Tutto ha avuto origine con l’inchiesta per la costruzione del complesso “Hidden Garden” di piazza Aspromonte (12 indagati) costruito al posto di un edificio pre-esistente all’interno di una specie di ampia corte, seguita dall’inchiesta per la demolizione della palazzina liberty di piazza Trento e dall’avvio della demolizione delle palazzine liberty di via Lamarmora. Ma non solo, a seguire l’inchiesta sta rovistando tra le carte per la costruzione della Torre Milano (24 piani e 82 metri di altezza) di via Stresa, le Park Towers di Bluestone, a ridosso del Parco Lambro, il cantiere di via Lepontina all’Isola e il cantiere Bosconavigli a San Cristoforo, progettato dallo studio di Stefano Boeri. A queste, si aggiunge la recente notizia che vede indagati i costruttori del controverso progetto di Lac al Parco delle Cave di Baggio, con sequestro del cantiere.

Molti esultano a questo stop dei cantieri un po’ in tutta la città (anche se il rischio è trovarci con ecomostri abbandonati per anni), ma altri vedono il rischio che gli investitori, sopratutto quelli internazionali, che movimentavano il mercato milanese, si chiedano se valga ancora la pena operare a Milano.

Naturalmente, meno cantieri significa anche meno soldi nelle casse del Comune, quindi meno opere comunali nei settori più disparati, come il verde pubblico, l’arredo urbano e le infrastrutture.
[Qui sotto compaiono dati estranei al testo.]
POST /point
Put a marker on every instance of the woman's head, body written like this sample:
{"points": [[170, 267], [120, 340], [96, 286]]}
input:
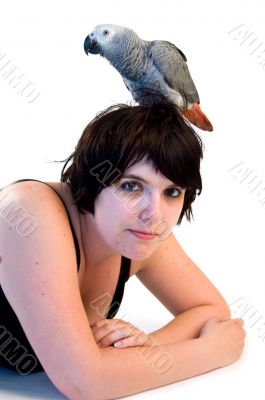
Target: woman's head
{"points": [[123, 136]]}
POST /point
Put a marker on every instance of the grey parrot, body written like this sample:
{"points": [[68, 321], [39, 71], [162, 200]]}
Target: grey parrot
{"points": [[149, 68]]}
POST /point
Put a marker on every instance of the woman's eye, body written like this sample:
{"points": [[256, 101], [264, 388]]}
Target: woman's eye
{"points": [[173, 192], [130, 186]]}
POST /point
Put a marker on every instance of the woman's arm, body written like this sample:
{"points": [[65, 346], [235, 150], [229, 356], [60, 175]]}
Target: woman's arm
{"points": [[127, 371], [188, 324], [38, 276]]}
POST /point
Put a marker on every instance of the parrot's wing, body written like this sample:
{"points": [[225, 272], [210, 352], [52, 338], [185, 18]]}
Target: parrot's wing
{"points": [[171, 63]]}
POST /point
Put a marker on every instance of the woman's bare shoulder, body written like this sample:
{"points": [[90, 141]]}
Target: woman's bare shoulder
{"points": [[38, 276]]}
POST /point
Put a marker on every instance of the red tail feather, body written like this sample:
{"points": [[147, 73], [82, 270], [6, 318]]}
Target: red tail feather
{"points": [[197, 118]]}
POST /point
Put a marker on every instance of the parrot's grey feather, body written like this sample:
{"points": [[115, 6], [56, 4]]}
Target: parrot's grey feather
{"points": [[171, 63]]}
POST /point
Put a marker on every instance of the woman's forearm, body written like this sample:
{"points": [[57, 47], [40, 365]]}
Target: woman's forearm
{"points": [[188, 324], [123, 372]]}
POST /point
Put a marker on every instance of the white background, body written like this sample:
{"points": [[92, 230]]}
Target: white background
{"points": [[45, 41]]}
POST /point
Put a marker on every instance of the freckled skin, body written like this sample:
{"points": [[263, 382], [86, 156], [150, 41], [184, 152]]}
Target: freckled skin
{"points": [[115, 232]]}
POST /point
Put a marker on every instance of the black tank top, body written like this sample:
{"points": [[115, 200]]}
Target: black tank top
{"points": [[12, 336]]}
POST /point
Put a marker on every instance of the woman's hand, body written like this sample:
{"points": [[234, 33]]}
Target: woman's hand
{"points": [[117, 332], [225, 339]]}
Una cosa che potrebbe mettere in forse centinaia di interventi. Insomma, un blocco che spiazza l’economia della città, dato che si calcola che vi potrebbero essere più di 130 milioni di euro di mancati introiti. C’è da precisare, però, che anche la fine del superbonus edilizio ha condizionato il mercato, non avendo più centinaia di piccole e grandi operazioni di riqualificazione energetica che anche hanno contribuito a riempire le casse comunali.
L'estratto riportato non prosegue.